1 Petitioner ultimately acknowledges (Pet. 12 n.13) that "the court of appeals did not reach the merits of the aboriginal claim." Petitioner's claim of a conflict with Cariño is apparently based on the assertion that the court of appeals "left undisturbed the ruling of the district court on this aspect of the case, which can only be understood as a holding that unextinguished aboriginal title cannot be asserted against the United States, at least in the face of a Presidential reservation apparently authorized by Act of Congress." Ibid. In fact, the district court did not hold that "aboriginal title cannot be asserted against the United States"; it simply recognized, in accordance with petitioner's own concession, that a claim of aboriginal title cannot provide the basis for a judicial order directing the United States to transfer land. See Pet. App. 39a-40a. But even if petitioner had accurately characterized the district court's holding, the court of appeals quite plainly declined to express any view regarding the circumstances (if any) under which a native inhabitant of Guam might assert a claim to the land at issue here. See id. at 19a-20a. Petitioner's claim therefore reduces to the assertion that the district court's analysis conflicts with Cariño-a patently insufficient basis for invoking this Court's review.
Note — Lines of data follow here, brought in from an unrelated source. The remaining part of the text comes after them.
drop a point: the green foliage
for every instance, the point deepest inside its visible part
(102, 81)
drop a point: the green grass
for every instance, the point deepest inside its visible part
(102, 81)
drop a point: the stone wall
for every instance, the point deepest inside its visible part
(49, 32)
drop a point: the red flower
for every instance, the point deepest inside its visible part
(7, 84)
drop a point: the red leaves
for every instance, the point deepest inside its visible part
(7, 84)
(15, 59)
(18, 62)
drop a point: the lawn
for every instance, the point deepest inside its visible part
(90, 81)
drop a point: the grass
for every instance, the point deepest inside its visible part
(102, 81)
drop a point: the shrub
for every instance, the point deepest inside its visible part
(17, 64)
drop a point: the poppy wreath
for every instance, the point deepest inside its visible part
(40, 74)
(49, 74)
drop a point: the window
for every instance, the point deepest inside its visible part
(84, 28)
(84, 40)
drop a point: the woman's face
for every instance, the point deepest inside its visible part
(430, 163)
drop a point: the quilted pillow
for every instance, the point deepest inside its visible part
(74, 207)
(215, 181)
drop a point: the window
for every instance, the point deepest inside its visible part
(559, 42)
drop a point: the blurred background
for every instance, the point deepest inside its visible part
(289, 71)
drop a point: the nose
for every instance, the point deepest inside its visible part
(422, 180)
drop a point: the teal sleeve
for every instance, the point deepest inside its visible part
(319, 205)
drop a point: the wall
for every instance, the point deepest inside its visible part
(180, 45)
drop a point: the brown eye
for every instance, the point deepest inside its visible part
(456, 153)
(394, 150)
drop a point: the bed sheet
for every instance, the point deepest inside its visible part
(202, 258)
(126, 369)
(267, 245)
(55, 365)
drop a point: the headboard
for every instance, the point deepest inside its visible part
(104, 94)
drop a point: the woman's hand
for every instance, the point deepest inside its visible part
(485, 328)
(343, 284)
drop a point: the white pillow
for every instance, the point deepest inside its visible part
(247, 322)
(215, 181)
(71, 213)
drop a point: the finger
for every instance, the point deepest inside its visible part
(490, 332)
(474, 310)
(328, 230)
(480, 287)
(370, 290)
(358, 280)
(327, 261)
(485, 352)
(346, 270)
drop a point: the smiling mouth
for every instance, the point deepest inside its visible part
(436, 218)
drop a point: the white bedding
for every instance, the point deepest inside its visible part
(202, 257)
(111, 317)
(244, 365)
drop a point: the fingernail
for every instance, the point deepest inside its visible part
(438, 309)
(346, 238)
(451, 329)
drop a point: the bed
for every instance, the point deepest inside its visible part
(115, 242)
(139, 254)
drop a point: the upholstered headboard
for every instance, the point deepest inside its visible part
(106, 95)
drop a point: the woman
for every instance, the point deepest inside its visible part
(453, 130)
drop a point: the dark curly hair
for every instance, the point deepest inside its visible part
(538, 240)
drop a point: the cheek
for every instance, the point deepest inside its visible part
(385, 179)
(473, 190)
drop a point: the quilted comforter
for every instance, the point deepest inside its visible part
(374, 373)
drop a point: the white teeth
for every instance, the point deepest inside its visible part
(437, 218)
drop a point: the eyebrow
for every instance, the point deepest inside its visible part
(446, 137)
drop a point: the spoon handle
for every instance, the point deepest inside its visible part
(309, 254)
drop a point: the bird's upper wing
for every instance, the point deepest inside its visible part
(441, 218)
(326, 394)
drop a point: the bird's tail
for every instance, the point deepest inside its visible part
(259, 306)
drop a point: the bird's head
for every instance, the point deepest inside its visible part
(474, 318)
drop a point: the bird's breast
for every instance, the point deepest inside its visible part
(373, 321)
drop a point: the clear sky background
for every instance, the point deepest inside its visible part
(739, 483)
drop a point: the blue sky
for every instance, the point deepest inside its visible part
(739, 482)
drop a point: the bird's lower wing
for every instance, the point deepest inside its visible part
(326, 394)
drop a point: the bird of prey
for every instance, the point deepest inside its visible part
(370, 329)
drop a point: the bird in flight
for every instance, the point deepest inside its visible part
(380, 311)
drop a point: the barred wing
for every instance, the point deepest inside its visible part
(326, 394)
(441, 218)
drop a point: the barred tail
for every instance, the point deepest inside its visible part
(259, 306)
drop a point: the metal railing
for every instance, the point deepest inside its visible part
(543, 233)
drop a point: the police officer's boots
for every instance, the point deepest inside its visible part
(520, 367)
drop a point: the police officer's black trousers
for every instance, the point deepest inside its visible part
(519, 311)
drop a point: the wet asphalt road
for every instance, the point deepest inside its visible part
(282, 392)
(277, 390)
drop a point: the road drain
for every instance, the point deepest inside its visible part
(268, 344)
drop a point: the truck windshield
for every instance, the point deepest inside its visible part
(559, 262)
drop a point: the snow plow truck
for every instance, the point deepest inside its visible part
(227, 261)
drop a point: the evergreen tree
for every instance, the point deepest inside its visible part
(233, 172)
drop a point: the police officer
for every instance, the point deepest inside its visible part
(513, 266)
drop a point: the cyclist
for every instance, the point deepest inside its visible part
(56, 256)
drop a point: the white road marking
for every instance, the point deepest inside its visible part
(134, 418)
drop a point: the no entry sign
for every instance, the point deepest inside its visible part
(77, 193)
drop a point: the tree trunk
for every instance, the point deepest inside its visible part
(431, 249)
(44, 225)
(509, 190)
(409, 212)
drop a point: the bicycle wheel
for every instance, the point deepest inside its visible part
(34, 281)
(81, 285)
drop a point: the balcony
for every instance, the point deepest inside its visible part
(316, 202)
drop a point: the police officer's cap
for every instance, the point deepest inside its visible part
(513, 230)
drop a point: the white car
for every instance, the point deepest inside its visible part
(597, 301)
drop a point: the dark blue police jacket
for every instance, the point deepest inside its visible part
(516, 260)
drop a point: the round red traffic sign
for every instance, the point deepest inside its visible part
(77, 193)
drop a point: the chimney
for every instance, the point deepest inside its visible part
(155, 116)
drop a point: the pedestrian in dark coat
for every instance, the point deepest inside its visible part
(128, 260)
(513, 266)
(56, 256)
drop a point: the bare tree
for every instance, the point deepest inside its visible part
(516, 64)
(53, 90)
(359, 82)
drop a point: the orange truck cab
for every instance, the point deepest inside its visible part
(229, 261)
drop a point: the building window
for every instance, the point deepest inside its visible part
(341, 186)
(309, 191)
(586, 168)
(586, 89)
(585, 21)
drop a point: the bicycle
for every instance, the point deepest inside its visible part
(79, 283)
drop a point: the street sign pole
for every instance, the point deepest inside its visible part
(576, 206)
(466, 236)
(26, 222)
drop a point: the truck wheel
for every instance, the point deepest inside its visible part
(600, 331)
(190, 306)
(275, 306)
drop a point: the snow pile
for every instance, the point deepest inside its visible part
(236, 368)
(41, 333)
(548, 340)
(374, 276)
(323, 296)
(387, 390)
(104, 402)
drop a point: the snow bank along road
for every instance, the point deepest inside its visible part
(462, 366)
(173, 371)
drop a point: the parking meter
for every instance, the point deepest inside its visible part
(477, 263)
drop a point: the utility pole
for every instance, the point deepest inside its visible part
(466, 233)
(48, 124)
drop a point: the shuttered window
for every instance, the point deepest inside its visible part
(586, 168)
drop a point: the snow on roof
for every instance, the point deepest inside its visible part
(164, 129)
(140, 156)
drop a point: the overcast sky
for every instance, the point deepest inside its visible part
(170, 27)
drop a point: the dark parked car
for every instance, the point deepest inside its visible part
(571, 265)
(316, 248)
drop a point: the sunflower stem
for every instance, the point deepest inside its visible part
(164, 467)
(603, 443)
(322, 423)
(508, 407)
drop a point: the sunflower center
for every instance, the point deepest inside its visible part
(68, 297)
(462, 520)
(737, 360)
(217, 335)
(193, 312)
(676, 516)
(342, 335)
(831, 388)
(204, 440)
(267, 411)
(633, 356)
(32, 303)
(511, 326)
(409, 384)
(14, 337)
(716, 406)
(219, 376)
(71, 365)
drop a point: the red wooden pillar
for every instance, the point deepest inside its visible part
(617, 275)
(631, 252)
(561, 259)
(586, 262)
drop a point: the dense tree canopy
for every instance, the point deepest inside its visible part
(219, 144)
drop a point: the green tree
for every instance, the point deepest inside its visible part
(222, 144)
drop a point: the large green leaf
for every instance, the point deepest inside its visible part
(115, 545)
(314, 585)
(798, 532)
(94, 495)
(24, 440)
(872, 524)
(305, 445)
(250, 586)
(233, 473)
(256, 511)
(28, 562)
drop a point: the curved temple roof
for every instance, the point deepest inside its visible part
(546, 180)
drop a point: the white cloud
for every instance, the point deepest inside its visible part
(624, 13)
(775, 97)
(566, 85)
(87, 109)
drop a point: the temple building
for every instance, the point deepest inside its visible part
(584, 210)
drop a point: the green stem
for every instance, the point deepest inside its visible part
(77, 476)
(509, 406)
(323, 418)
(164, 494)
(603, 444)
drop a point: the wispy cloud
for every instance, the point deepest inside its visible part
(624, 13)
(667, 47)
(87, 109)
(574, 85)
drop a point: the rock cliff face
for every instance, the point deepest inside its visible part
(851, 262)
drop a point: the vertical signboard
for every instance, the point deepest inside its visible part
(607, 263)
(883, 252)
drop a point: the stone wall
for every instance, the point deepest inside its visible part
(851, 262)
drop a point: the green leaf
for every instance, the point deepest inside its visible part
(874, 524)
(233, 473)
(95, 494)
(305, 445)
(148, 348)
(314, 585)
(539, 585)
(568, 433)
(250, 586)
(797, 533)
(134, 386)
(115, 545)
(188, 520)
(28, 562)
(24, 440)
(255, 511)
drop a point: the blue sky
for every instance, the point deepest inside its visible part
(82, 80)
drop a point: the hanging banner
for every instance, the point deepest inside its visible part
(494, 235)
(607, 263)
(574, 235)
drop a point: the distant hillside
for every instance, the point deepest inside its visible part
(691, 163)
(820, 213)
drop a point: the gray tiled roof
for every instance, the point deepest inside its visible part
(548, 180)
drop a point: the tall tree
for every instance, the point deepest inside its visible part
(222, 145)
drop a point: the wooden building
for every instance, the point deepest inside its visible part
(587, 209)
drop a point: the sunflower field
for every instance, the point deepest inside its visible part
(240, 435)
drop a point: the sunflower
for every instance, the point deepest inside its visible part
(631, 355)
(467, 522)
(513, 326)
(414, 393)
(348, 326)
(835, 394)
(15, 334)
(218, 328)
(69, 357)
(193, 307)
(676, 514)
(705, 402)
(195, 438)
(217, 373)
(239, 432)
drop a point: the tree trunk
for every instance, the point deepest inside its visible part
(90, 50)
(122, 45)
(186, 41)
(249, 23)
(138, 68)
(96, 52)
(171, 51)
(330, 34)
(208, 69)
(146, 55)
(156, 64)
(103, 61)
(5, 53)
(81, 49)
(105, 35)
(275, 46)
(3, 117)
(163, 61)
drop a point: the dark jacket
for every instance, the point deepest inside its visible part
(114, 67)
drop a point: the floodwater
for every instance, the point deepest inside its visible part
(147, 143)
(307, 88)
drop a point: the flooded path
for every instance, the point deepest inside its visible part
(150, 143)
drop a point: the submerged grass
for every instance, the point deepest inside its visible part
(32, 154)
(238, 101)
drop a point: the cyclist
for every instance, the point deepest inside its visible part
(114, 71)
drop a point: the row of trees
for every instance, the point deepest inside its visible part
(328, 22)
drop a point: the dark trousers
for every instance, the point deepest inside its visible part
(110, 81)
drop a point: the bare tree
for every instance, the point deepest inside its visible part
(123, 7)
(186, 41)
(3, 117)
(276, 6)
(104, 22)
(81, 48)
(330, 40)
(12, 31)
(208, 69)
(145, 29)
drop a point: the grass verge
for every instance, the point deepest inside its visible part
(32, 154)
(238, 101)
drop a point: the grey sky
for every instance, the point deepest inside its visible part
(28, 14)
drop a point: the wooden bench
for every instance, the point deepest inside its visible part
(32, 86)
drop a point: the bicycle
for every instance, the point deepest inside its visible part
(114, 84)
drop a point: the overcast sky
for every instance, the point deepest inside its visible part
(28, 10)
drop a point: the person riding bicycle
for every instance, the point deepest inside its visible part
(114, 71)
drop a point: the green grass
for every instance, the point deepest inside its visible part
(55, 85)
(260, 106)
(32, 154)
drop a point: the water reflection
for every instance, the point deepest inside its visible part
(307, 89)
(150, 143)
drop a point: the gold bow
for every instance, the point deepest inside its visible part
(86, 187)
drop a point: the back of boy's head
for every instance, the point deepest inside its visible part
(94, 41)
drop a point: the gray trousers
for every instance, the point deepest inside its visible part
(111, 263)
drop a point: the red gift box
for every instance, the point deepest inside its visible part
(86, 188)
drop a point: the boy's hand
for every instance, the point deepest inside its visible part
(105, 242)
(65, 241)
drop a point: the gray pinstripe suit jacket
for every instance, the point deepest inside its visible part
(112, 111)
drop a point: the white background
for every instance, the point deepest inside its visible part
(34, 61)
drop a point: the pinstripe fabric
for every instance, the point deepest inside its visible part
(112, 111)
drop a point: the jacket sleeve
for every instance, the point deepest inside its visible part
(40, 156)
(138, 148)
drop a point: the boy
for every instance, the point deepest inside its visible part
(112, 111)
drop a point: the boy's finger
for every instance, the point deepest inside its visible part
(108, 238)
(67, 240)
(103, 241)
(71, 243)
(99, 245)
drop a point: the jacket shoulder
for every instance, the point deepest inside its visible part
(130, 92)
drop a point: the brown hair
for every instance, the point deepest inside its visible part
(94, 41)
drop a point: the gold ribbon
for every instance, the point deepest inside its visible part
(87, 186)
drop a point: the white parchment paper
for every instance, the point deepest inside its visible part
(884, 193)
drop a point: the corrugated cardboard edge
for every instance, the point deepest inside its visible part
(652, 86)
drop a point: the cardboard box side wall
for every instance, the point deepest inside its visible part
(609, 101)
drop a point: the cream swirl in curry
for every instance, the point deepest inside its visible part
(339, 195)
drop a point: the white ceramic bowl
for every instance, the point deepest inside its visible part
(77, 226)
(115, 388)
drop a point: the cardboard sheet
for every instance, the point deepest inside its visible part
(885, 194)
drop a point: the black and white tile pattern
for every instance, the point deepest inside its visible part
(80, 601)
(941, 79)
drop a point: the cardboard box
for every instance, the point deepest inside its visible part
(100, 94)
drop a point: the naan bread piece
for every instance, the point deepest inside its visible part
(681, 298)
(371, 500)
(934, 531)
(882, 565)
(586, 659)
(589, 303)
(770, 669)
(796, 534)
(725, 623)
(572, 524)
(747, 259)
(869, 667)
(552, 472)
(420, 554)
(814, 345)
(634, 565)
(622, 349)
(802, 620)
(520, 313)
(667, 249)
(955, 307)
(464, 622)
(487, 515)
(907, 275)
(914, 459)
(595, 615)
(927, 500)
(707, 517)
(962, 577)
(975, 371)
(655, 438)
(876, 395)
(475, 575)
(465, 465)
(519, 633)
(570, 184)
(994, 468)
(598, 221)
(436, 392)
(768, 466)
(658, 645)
2 Petitioner characterizes as "unanswerable" the question "Why would Congress want lands not needed for military purposes to go to Guam if found surplus immediately after enactment, but not if found surplus more than ninety days later?" Pet. 16. Petitioner's argument implicitly assumes that lands not needed for a military purpose in 1950 could not have been reserved for other purposes. But nothing in Section 28(b) restricted President Truman's authority in that manner.
As the court of appeals explained (Pet. App. 8a-9a), petitioner's interpretation of Section 28(b) would also place that Section in tension with Section 28(c), 48 U.S.C. 1421f(c). Section 28(c) authorizes the President to choose the department that will administer lands reserved under Section 28(b), and it authorizes the relevant department head to sell or lease those lands. Those grants of authority would be superfluous if Section 28(b) imposed a continuing duty to transfer reserved lands to the government of Guam when those lands cease to be needed for military purposes. See Pet. App. 9a.